4.1. ÁREA 1 – ORGANIZAÇÃO E GESTÃO DO ENSINO E DA

4.1.2. Realização

4.1.2.7. O aluno desestabilizador

A minha postura apática nos primeiros meses do ano letivo marcou de forma preponderante os vários aspetos do processo ensino-aprendizagem dessa altura, entre eles o controlo disciplinar da turma. Tal como referi anteriormente, a falta de à-vontade no papel de professor aliado a uma postura apática levavam- me a repreender os alunos de forma incorreta, sem a adoção de um tom de voz imperativo e uma postura corporal agressiva, pelo que a repreensão não era levada a sério.
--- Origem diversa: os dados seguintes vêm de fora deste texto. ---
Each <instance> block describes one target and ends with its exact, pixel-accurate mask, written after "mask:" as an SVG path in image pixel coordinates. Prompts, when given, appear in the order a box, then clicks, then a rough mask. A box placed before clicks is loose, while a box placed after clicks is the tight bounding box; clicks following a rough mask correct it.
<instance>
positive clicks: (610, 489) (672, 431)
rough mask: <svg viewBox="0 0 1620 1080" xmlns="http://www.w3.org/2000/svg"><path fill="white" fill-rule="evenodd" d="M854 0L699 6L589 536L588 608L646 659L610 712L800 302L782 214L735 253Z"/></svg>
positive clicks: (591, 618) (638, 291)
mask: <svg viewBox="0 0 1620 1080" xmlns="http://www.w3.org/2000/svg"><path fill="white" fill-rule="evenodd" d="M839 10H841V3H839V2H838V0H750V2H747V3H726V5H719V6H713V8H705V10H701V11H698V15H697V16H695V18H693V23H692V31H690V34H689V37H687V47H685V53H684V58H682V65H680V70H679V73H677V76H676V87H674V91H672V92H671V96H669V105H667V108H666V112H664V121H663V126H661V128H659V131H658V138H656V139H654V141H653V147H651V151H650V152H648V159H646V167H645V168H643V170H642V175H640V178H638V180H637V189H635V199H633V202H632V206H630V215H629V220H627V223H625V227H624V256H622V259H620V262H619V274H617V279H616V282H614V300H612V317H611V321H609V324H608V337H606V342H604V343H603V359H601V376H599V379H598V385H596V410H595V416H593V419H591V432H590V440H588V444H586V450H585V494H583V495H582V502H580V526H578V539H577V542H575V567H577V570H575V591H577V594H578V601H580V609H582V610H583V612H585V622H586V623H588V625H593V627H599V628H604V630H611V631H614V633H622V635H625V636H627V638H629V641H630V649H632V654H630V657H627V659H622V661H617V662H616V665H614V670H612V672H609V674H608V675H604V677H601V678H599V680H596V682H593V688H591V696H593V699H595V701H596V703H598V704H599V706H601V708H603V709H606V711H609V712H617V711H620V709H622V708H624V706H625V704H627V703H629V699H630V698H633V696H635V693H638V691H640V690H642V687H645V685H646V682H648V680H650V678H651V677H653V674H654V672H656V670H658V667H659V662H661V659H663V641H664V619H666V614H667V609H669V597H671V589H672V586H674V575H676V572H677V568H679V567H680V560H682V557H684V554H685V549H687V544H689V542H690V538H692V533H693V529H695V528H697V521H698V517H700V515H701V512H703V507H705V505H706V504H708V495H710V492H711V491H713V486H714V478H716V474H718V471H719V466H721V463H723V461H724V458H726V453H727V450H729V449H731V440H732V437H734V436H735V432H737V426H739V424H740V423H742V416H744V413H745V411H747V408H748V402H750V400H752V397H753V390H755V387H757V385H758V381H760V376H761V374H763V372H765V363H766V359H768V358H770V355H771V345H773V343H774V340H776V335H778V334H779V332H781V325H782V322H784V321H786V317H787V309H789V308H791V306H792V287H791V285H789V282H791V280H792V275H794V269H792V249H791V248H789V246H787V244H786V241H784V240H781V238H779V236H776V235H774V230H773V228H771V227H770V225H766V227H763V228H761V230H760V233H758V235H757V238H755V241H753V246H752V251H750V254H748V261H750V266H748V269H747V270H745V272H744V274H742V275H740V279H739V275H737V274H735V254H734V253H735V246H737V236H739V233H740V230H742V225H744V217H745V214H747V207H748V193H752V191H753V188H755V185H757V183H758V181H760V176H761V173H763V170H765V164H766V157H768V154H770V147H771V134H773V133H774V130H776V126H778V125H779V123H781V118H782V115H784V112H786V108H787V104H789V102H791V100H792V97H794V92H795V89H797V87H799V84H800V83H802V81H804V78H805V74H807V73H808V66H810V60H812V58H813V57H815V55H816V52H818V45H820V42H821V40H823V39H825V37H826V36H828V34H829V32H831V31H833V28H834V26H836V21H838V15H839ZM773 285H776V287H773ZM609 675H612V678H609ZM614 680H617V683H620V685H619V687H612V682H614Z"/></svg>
Esta incapacidade resultou no aparecimento de alguns comportamentos desviantes durante as aulas. De entre os casos de indisciplina que se faziam sentir no início do ano, um aluno destacava-se claramente dos demais. O líder da turma, um aluno com muitas capacidades para a prática desportiva porém nada interessado em demonstrá-las na aula, onde preferia desestabilizar os colegas em vez de se aplicar na exercitação. Extremamente irrequieto e rude no trato, era mal-educado com os colegas, respondia-lhes mal, gozava-os e não deixava que se empenhassem na aula. Assim que me apanhava de costas começava a pontapear as bolas de basquetebol, a atirá-la à cabeça dos colegas ou a subir a parede de escalada. Sozinho impedia o bom funcionamento das aulas.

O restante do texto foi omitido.